The point being, in spite of his or her good intentions, your friend should have known that a change in bars wouldn’t make any difference.
If you’re not a social person, being in a “really, really social place” won’t make a difference.
I see the same story playing out with companies and social media. All the time.
If a company doesn’t have a culture that is naturally social, it doesn’t matter whether they’re on Facebook, Instagram, Twitter, YouTube or anywhere else.
A company that isn’t social won’t get into conversations with their customers and prospects. And their customers and prospects get the same “stay away” vibe.
You can tell which companies these are, because they use their social media platforms as broadcast channels. They’re not there to talk or listen to their friends or followers. They are there simply to tell them about their latest product launch, event or offer.
People figure this out and stop following them, or unfriend them.
Then the company turns around and says, “Social media doesn’t work! It’s a waste of money!”

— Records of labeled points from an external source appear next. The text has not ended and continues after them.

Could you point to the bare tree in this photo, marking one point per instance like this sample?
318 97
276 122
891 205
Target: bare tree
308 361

Social media isn’t the problem here. It’s the antisocial companies that are the problem.
I was reading recently that Nestle is moving all the websites for its instant coffee brand, Nescafe, over to Tumblr.
Their thinking is that that Tumblr is a really, really social place, compared to a tradition website platform.

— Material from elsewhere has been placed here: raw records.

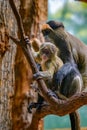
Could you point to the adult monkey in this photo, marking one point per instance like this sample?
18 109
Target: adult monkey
71 51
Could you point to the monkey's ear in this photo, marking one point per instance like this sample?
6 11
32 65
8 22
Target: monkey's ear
45 27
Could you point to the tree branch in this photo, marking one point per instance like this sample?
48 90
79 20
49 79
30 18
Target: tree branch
56 106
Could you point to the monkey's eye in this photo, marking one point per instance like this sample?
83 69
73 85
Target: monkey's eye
45 32
45 52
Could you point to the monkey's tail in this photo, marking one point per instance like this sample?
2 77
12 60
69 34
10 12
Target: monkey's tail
75 120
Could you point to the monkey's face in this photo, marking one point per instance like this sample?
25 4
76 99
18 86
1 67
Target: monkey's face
49 28
48 51
45 54
46 29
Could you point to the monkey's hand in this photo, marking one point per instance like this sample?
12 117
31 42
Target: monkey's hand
26 39
37 76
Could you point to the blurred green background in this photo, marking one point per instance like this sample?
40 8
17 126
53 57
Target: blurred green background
74 16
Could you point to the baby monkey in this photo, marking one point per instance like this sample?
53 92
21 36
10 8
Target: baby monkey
50 63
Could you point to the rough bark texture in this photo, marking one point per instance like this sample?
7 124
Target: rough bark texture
7 54
16 94
32 12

Therefore, their thinking goes, they’ll get a lot more social traction happening with their younger customers and prospects.
Hmmm…we’ll see.
If the transition from traditional platform over to the Tumblr platform takes place with no change in the social culture of the company itself, I bet it won’t make any difference at all.
They’ll look like some guy in his fifties dropping into a teenage party, hoping young people will suddenly think he’s really cool.
As always, problems like these represent an opportunity.
When a company asks me for help with social media, the first thing I talk about is the social culture within their own company. Not every company likes me asking that question, and sometimes I don’t get the gig.
But when I do get the gig, it gets really interesting. Before I even start on what they might do with social media, I get to talk with them about ways to loosen up internally and develop a more open and social culture that makes for a better fit with social media and, more broadly, social marketing as a whole.
I’m writing about this because I keep coming across posts and articles that tell me social media is dead.
That’s nonsense.
Social media is only dead to those companies that don’t understand it.
In fact, it’s the companies that don’t understand social media that are dead, or getting there.
The future of marketing is social and mobile. And all those companies that whine about social media had better get with the program.
Or they’ll find themselves in the corner of that bar, nursing their fifth drink, and wondering why nobody likes them.